第二天晚上十一時多我們也是戴住口罩,駕著貨車闖到貳負情報所得的唐人新村貨倉,裡面隨即已有三十多人執起鐵通撲來,我們各自手執兵器應戰。都以攻腿部為主,讓他們短暫失去活動能力。

亂戰下,看見貨倉滿佈毒品,我命曹安報警了。我笑說:
「十分鐘差佬就會到,兄弟們我地撤!」

此時一個頭上有雙髻的美男子,身穿黑色貼身運動型背心,紅色運動長褲,最奇怪是背部揹住兩枝紅邊黑底的小旗,但清楚看到兩旗上面寫住「雙槍豹」。手執兩根中長度的紅櫻槍,果然配合他的旗號。

雙槍豹?難道就是河北、河南的兩河兵總,江湖人稱雙槍豹的句芒?他為什麼會在這呢?





他以國語大喝道:
「無知鼠輩,先接俺兩槍,一個也不許走!」

我首先應戰,他的雙槍快而穩,敏而捷,可真是招招取命。我還有幾次差點被他刺中,如果多打幾十個回合,我定成他的槍下亡魂。我的右眼開始轉成紅色,身體漸漸增強力量,準備與他決一死戰!

這時警車聲已響起,看來警察快到了。句芒再說:
「你們這廝!俺雙槍豹‧句芒,總有一天將你們抓住!兄弟們,咱們快撤!」

果然是聞名天下,有萬夫莫敵之稱的句芒。但現在也想不到那麼多,我們也要盡快先撤!

我們回到中環後,也在慶功,唯獨我還是想著常儀,屈屈不歡。我獨自去了蘭桂坊點了杯威士忌獨酌,為思念常儀而感到失落。
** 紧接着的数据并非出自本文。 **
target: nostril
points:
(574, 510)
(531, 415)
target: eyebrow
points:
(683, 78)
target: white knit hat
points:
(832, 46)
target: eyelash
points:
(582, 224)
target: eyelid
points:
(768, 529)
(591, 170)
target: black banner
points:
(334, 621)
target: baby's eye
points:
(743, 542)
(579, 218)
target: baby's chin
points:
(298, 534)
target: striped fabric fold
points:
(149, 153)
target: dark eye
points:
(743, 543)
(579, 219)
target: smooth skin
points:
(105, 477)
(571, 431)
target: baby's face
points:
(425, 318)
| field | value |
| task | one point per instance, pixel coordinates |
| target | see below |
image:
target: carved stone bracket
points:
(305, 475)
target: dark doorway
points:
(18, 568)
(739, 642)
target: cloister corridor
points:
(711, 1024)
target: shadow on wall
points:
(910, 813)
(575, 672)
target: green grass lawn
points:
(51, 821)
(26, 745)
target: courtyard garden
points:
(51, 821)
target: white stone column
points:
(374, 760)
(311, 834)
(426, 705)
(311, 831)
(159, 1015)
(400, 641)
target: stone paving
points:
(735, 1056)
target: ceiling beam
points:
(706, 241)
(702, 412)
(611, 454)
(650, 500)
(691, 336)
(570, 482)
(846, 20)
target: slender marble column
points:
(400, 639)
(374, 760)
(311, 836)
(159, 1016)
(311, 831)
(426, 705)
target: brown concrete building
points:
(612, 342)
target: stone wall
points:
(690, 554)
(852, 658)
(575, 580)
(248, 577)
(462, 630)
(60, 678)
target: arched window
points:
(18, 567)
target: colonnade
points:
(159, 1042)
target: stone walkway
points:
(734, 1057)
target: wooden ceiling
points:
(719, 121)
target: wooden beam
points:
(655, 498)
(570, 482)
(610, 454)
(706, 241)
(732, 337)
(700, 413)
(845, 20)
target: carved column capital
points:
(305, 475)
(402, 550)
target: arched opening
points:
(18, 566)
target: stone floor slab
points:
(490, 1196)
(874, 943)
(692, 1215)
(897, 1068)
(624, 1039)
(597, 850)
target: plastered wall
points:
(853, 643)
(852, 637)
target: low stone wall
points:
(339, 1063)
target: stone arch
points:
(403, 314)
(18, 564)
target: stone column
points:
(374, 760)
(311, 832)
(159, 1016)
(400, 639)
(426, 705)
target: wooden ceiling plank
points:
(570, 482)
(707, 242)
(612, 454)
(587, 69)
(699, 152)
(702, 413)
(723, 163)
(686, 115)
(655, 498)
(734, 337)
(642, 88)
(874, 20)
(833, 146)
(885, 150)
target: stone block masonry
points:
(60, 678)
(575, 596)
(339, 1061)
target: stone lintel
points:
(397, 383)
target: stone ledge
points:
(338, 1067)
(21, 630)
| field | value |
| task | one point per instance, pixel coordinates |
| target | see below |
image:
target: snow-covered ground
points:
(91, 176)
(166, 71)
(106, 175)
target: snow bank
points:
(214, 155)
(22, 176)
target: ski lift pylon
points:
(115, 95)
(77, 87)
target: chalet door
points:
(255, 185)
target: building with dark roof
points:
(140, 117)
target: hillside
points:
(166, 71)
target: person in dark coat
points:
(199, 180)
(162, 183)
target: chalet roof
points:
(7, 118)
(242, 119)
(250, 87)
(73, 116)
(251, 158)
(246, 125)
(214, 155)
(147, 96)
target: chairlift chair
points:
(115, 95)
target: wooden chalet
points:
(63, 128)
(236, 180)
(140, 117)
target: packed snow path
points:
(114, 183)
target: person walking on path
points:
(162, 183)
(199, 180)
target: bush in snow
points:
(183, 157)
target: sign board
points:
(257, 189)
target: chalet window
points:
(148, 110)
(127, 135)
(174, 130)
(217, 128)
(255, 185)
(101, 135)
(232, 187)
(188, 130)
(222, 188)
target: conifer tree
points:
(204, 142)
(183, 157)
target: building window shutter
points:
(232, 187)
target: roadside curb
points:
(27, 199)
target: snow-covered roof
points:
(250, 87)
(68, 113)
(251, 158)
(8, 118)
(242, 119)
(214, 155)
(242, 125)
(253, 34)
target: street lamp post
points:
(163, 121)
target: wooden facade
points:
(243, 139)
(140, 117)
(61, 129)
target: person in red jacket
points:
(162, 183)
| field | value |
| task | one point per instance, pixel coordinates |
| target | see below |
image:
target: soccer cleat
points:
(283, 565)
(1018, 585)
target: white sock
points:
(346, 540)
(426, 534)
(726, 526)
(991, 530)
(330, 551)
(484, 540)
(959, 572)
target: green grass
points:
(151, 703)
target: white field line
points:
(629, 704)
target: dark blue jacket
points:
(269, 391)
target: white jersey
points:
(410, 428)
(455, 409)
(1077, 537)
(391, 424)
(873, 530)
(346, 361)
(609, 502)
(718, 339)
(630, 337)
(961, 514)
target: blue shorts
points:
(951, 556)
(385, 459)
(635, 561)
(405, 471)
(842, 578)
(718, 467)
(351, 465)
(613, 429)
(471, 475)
我一杯一杯的不斷灌醉自己,將酒精充薰頭腦,只望活著在有你的幻想中。。。

我偏要賭上這歸途。。。賭上千嶂霧。。。我不顧後果、一往直前,是不是勇猛最無辜。。。





如要你問我怕什麼?我最怕便是上次日出的分離。。。
如要你問我等什麼?我在等為你窮途後你的眼淚。。。

我知道我繼續千萬年行行覆覆仍是跬步,足跡全是孤獨。。。

我知道我們是天地不容,即使我三頭六臂也折盡,我也要傾國下注,等功成萬骨枯,等我雄霸天下。。。

屆時,還有誰敢阻我愛你!

我半醉下,搖搖晃晃的站在一個十字路口中不停嘔吐。此時我看見旁邊的後巷有兩個男人在撿屍,那女的應該不認識他們,只是不斷用醉後的力量想推開他們。我也搖搖晃晃的走進後巷,拔出昆吾劍,他們也發現到我的存在。

我的右眼轉紅,說:
「即刻放左個女仔。」





他們看見我的眼睛變成紅色,而且手執住憑空變出來的昆吾劍,他們嚇得即時跑走了。

我收起昆吾劍後,上前查看那女生如何。她。。。她是常儀嗎?髮型、臉龐、化妝、打扮、高度,也是差不多一模一樣,要細看才發現她不是常儀。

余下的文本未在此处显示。